Further Taxon Concept discussion at the wrap-up meeting on Wednesday
Notes made by Brent Mishler (Webb did not attend)
- We first distinguished the taxon name problem from the much harder taxon concept problem – amazingly, even many workers in biodiversity informatics don’t appreciate the difference. The two problems are basically orthogonal to each other.
- Taxon names are technically specified only for type specimens – a particular type bears the name given to it forever. Names are regarded as either accepted or as a synonym: the oldest type that falls within a given taxonomic hypothesis (i.e., taxon concept) is the accepted name, other types that fall in the concept are synonyms.

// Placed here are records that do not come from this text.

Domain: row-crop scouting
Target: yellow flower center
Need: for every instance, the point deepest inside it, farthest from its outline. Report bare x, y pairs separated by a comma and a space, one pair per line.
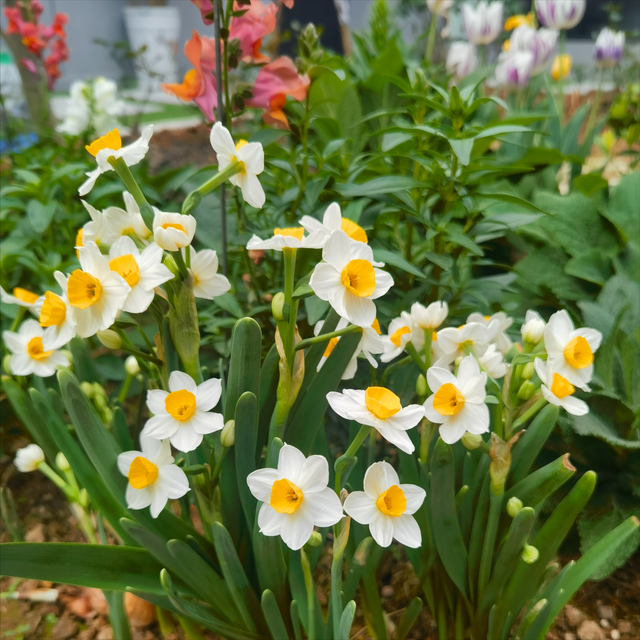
448, 400
561, 387
127, 267
142, 473
180, 405
292, 232
53, 311
285, 496
578, 353
83, 289
35, 350
110, 140
330, 347
353, 230
382, 402
396, 336
392, 502
359, 278
25, 296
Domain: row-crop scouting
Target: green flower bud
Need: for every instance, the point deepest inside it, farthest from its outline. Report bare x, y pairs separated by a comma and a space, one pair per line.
421, 386
110, 339
526, 391
228, 435
514, 506
471, 441
277, 305
529, 554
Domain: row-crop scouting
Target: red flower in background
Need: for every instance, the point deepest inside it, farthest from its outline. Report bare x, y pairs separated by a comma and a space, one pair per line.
274, 83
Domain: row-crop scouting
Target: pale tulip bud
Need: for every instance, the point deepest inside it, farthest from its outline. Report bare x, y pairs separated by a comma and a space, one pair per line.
514, 506
110, 338
228, 435
131, 366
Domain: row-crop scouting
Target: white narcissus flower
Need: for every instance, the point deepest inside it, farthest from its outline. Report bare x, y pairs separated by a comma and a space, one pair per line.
497, 325
143, 272
183, 414
27, 353
110, 146
28, 458
251, 157
493, 362
379, 408
332, 220
462, 59
457, 403
295, 497
172, 231
569, 350
533, 328
558, 390
560, 14
153, 478
348, 280
289, 238
387, 506
56, 315
207, 282
482, 23
95, 292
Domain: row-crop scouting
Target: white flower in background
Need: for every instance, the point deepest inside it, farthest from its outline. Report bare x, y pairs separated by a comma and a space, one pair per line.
560, 14
497, 325
532, 330
493, 362
387, 506
462, 59
110, 146
95, 292
348, 280
21, 297
609, 48
332, 220
251, 157
28, 458
207, 282
540, 43
402, 330
143, 272
514, 69
291, 238
183, 414
172, 231
27, 353
457, 403
379, 408
558, 390
295, 497
369, 344
482, 23
55, 314
153, 478
569, 350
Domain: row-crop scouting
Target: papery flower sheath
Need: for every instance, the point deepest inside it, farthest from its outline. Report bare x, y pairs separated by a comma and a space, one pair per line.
295, 497
387, 506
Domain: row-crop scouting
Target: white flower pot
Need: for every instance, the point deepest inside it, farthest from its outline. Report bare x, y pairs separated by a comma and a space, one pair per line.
157, 28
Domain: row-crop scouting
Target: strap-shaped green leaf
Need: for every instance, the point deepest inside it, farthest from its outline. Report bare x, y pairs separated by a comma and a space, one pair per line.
84, 565
444, 517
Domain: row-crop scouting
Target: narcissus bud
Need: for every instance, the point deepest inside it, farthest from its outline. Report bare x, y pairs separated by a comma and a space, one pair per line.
471, 440
110, 338
514, 506
228, 435
529, 554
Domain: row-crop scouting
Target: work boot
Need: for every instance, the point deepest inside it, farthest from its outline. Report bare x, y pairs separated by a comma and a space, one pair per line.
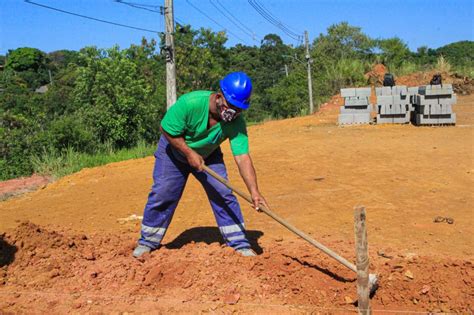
140, 250
246, 252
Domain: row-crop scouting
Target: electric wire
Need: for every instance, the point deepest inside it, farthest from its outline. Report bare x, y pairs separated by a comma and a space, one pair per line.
277, 23
274, 17
230, 18
203, 13
237, 20
137, 6
274, 22
269, 17
92, 18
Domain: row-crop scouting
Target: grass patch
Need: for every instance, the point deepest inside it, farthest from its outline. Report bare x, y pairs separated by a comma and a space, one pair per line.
59, 164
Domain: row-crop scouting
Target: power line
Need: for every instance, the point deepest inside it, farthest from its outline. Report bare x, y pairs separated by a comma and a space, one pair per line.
285, 25
91, 18
245, 26
203, 13
138, 6
270, 18
273, 21
231, 19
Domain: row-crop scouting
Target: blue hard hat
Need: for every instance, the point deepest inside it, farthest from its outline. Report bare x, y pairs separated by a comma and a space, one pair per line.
237, 88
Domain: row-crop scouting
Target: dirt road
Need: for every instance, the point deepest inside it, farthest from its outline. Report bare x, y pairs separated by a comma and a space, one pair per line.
313, 173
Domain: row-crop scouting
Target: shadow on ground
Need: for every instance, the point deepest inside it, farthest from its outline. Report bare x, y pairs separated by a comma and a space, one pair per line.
209, 235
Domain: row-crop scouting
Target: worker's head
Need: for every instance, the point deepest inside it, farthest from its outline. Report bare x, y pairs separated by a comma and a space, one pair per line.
237, 89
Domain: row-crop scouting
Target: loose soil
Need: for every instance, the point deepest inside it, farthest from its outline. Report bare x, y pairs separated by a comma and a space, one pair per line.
67, 247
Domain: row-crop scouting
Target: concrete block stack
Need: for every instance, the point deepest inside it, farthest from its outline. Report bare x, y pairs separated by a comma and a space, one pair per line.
411, 94
357, 108
434, 105
393, 104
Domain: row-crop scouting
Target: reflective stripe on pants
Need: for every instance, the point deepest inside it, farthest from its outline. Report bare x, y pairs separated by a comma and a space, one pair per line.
169, 178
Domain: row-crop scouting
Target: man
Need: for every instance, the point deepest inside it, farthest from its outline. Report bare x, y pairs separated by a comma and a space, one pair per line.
192, 131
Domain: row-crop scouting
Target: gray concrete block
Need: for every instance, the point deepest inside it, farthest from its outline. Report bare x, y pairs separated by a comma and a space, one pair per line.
350, 119
396, 99
365, 92
412, 90
362, 118
402, 120
399, 90
382, 119
446, 109
356, 102
348, 92
385, 109
345, 119
424, 120
384, 90
384, 99
448, 121
445, 89
345, 110
448, 99
421, 119
425, 100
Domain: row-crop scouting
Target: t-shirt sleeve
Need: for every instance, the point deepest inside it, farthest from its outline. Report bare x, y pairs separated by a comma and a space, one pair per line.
237, 133
174, 121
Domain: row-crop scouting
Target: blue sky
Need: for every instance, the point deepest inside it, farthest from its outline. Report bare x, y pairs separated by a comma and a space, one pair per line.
433, 23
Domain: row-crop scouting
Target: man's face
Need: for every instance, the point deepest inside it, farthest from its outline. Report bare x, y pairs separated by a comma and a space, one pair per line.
227, 111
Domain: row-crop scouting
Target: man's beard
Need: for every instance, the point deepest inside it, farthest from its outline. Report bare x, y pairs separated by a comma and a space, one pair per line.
226, 114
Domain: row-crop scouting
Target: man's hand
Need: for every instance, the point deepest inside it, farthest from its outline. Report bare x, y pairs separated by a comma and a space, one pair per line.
195, 160
258, 201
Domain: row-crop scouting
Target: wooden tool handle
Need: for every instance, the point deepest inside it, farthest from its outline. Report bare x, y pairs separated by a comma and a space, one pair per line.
283, 222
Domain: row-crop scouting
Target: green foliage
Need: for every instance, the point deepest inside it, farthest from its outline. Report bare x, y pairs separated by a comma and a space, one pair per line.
394, 51
343, 42
111, 95
289, 97
200, 59
106, 105
346, 72
59, 164
22, 59
459, 53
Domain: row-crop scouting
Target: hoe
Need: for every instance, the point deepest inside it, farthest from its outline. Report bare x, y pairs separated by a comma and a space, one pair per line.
373, 281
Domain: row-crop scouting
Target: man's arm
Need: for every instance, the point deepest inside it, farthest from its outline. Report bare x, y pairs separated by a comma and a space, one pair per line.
247, 171
194, 159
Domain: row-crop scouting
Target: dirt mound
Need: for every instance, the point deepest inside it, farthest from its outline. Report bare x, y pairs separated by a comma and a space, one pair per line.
18, 186
60, 272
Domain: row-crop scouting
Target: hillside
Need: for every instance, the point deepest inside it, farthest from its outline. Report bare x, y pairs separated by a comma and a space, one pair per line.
75, 250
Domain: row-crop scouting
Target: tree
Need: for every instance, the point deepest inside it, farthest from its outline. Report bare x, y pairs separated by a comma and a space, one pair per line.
393, 51
342, 41
22, 59
458, 53
200, 58
112, 96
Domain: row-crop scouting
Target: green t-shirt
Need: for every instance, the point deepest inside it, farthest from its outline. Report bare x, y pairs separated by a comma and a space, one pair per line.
189, 117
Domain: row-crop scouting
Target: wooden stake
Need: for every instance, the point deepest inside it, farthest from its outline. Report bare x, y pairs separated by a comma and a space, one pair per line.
362, 260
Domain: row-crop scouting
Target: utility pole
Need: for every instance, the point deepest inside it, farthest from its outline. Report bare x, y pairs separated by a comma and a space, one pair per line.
310, 84
50, 77
170, 55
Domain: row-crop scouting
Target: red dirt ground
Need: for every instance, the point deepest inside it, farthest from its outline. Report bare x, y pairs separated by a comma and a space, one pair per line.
65, 248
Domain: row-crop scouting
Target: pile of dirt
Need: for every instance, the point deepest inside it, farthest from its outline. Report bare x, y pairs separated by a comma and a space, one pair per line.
18, 186
59, 272
461, 84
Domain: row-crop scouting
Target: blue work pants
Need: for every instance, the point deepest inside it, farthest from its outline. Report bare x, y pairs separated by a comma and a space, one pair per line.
170, 174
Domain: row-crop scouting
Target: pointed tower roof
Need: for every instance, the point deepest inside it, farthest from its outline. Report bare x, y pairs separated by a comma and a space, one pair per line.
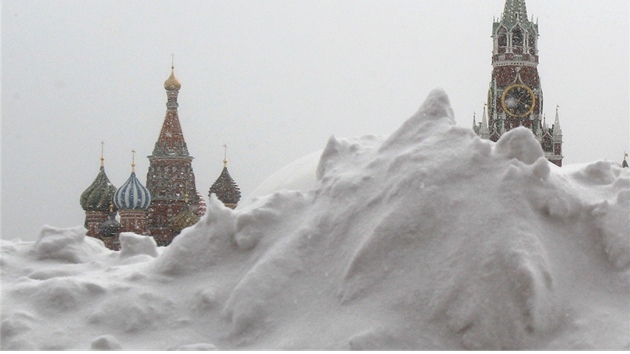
171, 139
132, 194
172, 83
225, 188
514, 12
184, 218
484, 132
98, 196
557, 131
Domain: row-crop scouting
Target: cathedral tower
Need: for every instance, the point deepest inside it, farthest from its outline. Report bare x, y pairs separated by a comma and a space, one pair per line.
226, 190
515, 96
170, 177
132, 200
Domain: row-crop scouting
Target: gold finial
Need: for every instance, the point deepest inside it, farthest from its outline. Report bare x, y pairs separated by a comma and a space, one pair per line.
133, 160
102, 155
172, 83
224, 155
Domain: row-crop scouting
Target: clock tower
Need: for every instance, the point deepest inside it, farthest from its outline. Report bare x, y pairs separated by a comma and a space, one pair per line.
515, 96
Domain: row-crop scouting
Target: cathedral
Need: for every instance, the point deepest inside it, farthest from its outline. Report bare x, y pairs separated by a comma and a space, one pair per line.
515, 96
170, 201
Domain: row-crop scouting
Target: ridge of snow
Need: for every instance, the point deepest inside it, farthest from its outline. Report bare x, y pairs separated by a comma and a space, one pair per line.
431, 238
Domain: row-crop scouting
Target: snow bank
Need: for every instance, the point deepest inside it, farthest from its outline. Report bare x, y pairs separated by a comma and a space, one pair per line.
430, 238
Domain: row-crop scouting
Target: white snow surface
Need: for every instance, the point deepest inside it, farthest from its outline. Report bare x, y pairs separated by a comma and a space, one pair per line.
430, 238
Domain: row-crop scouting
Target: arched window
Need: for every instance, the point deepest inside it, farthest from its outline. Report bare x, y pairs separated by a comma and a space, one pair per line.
517, 37
531, 41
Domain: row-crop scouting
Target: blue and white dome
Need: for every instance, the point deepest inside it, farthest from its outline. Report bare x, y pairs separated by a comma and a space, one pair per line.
132, 195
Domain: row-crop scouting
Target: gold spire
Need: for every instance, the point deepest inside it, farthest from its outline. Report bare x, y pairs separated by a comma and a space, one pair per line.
133, 160
102, 155
224, 155
172, 83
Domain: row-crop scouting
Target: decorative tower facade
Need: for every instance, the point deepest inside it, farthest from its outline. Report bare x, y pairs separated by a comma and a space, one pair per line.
96, 200
132, 200
515, 96
170, 177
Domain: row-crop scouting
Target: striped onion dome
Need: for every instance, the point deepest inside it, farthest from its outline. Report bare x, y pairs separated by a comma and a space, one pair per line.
132, 195
98, 196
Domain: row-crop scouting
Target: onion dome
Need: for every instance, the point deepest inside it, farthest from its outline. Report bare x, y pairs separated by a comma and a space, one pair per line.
172, 83
184, 219
226, 189
98, 196
132, 194
110, 227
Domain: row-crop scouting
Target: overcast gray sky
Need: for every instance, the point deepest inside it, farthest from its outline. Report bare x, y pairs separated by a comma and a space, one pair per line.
273, 80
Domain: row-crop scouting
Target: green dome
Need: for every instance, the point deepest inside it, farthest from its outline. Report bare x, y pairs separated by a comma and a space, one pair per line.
99, 195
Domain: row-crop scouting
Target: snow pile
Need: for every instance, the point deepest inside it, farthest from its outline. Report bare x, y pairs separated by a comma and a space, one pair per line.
430, 238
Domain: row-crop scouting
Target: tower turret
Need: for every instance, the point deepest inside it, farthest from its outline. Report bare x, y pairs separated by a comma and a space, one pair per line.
132, 200
515, 96
170, 176
225, 188
96, 200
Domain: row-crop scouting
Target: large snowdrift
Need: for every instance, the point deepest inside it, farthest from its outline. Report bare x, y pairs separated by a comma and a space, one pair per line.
430, 238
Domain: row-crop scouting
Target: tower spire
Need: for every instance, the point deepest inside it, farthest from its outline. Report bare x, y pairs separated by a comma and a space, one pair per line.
133, 160
514, 11
557, 131
224, 155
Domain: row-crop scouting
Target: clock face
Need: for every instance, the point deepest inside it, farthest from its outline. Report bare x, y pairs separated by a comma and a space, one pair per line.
518, 100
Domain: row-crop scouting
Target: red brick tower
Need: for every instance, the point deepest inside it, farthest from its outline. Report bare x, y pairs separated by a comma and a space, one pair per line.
170, 177
515, 96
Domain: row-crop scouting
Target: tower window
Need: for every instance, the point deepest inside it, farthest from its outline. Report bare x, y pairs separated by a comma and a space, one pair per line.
517, 37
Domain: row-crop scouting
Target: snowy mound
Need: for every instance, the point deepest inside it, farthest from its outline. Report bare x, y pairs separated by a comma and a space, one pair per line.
430, 238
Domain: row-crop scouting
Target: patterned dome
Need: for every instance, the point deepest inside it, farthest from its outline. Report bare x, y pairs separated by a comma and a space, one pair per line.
184, 219
132, 195
172, 83
98, 196
226, 189
111, 226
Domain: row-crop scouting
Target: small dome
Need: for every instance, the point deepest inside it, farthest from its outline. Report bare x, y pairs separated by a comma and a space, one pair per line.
111, 226
226, 189
98, 196
172, 83
184, 219
132, 195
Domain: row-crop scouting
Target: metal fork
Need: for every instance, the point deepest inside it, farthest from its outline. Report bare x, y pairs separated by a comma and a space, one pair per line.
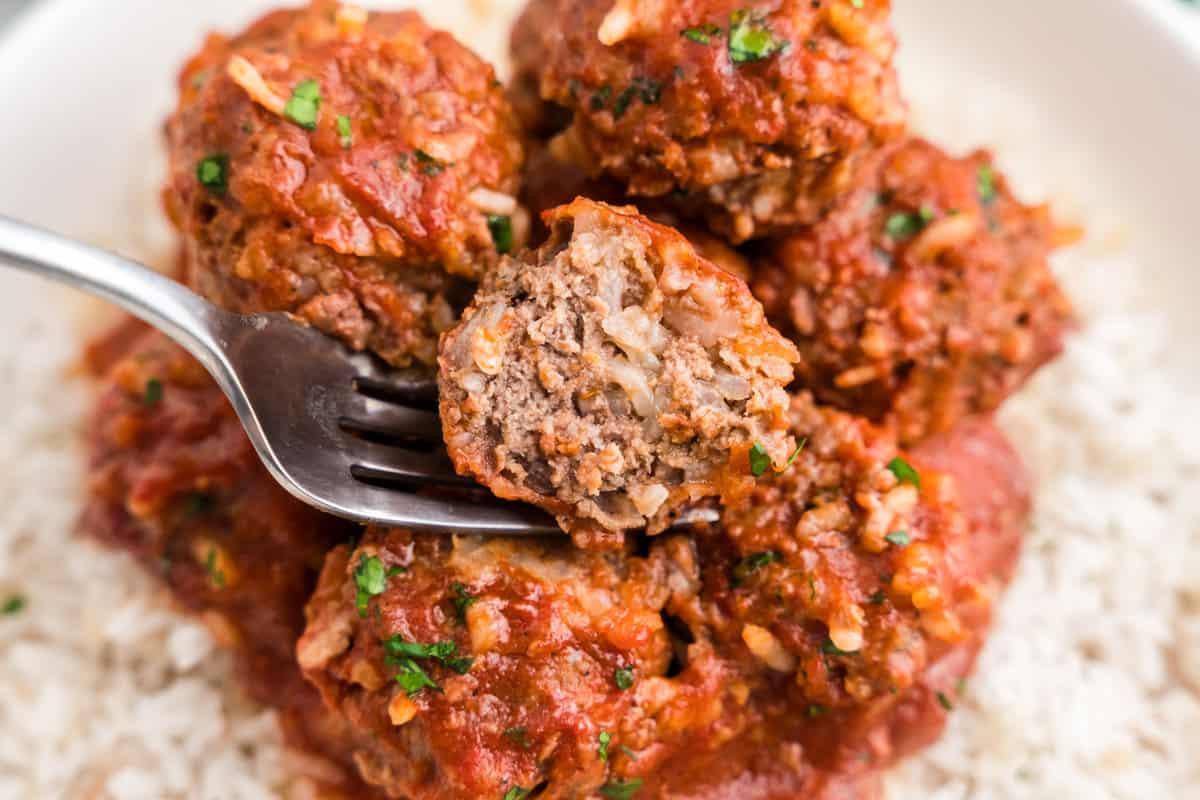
340, 431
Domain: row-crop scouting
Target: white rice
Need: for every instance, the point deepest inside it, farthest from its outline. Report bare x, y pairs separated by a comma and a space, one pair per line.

- Taxon concepts are scientific hypotheses about the circumscription of a given taxon. Due to rules in the current codes of nomenclature, a given name can refer to many concepts if there is scientific controversy about circumscriptions. And, different names can refer to the same concept if there is scientific controversy about which types go where.
- Thus every use of a taxon name needs a sensu statement attached to it – meaning “this name is being used in the sense of X taxonomist.” It would be relatively simple to institute such a system going forward, by requiring people to state such in publications. But we have a huge legacy issue with millions of specimens in databases with no sensu statement. Even worse is the millions of sequences in Genbank attributed to a taxon with no sensu statement and no voucher specimen cited!! The literature is also full of such situations, making the interpretation of text mining difficult.
- We need to find a way to at least tentatively assign legacy data to a sensu statement. This is quite difficult because of the many ways concepts can relate to each other. Cam Webb gave a good talk at this meeting on developing schema to relate concepts. But even with such mappings, we still need to decide which specimens should be assigned to which concept. Ideas that have been raised to approach the latter problem include:
- Date the identification was made (in hopes that there was a uniformly accepted concept at that time – certainly not always true).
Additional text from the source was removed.